The library was created to simplify the creation of tests in C++. The library is an example of using the module's ioctl interface.

class blksnap::CTracker

The сlass blksnap::CTracker from (include/blksnap/Tracker.h) is a thin C++ wrapper for the block device filter interface, which is implemented in the kernel as an ioctl:

  • BLKFILTER_ATTACH
  • BLKFILTER_DETACH
  • BLKFILTER_CTL.

Methods of the class:

  • Attach - attachs the block layer filter 'blksnap'
  • Detach - detach filter
  • CbtInfo - provides the status of the change tracker for the block device
  • ReadCbtMap - reads the block device change tracker table
  • MarkDirtyBlock - sets the 'dirty blocks' of the change tracker
  • SnapshotAdd - adds a block device to the snapshot
  • SnapshotInfo - allows getting the snapshot status of a block device.

class blksnap::CSnapshot

The class blksnap::CSnapshot from (include/blksnap/Snapshot.h) is a thin C++ wrapper for the blksnap module management interface.

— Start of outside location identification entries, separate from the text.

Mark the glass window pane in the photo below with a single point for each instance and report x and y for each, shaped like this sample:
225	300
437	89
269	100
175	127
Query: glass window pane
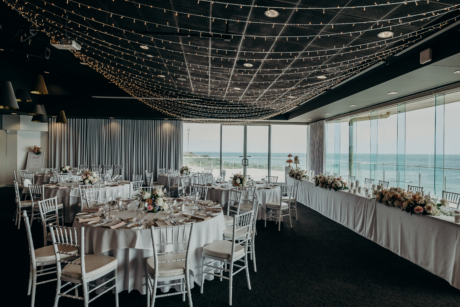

Implements ioctl calls:

  • IOCTL_BLKSNAP_VERSION
  • IOCTL_BLKSNAP_SNAPSHOT_CREATE
  • IOCTL_BLKSNAP_SNAPSHOT_COLLECT
  • IOCTL_BLKSNAP_SNAPSHOT_TAKE
  • IOCTL_BLKSNAP_SNAPSHOT_DESTROY
  • IOCTL_BLKSNAP_SNAPSHOT_WAIT_EVENT.

Static methods of the class:

  • Collect - allows getting a list of UUIDs of all snapshots of the blksnap module
  • Version - get the module version
  • Create - creates an instance of the blksnap::C Snapshot class, while the module creates a snapshot to which devices can be added
  • Open - creates an instance of the blksnap::CSnapshot class for an existing snapshot by its UUID.

Methods of the class:

  • Take - take snapshot
  • Destroy - destroy snapshot
  • WaitEvent - allows receiving events about changes in the state of snapshot
  • Id - requests a snapshot UUID.

class blksnap::ISession

The class blksnap::ISession from (include/blksnap/Session.h) creates a snapshot session. The static method Create creates an instance of the class that creates, takes and holds the snapshot. The class contains a worker thread that checks the snapshot status and stores them in a queue when events are received. The GetError method allows reading a message from this queue. The class destructor destroys the snapshot.

class blksnap::ICbt

The class blksnap::ICbt from (include/blksnap/Cbt.h) allows accessing the data of the change tracker. The static method Create creates an object to interact with the block device change tracker.

Methods of the class:

  • GetCbtInfo - provides information about the current state of the change tracker for a block device
  • GetCbtData - allow reading the table of changes
  • GetImage - provide the name of the block device for the snapshot image
  • GetError - allows checking the snapshot status of a block device.

struct blksnap::SRange

The struct blksnap::SRange from (include/blksnap/Sector.h) describes the area of the block device, combines the offset from the beginning of the block device and the size of the area in the form of the number of sectors.

blksnap::Version

The function blksnap::Version from (include/blksnap/Service.h) allows getting the version of the kernel module.

Blksnap console tool

The tool contains detailed built-in help. Calling "blksnap --help" allows you to get a list of commands. When requesting "blksnap <command name> --help", a description of the command is output. Page man may also be useful. Use the built-in documentation.

Regression tests

The test suite allows regression testing of the blksnap module. The tests are created using bash scripts and C++. Tests on bash scripts are quite simple. They check the basic functionality. Interaction with the kernel module is carried out using the blksnap tool. C++ tests implement more complex verification algorithms. Documentation for C++ tests is available:

License

The kernel module, like the Linux kernel, has a GPL-2 license. The blksnap console tool has a GPL-2+ license. The libraries are licensed LGPL-3+.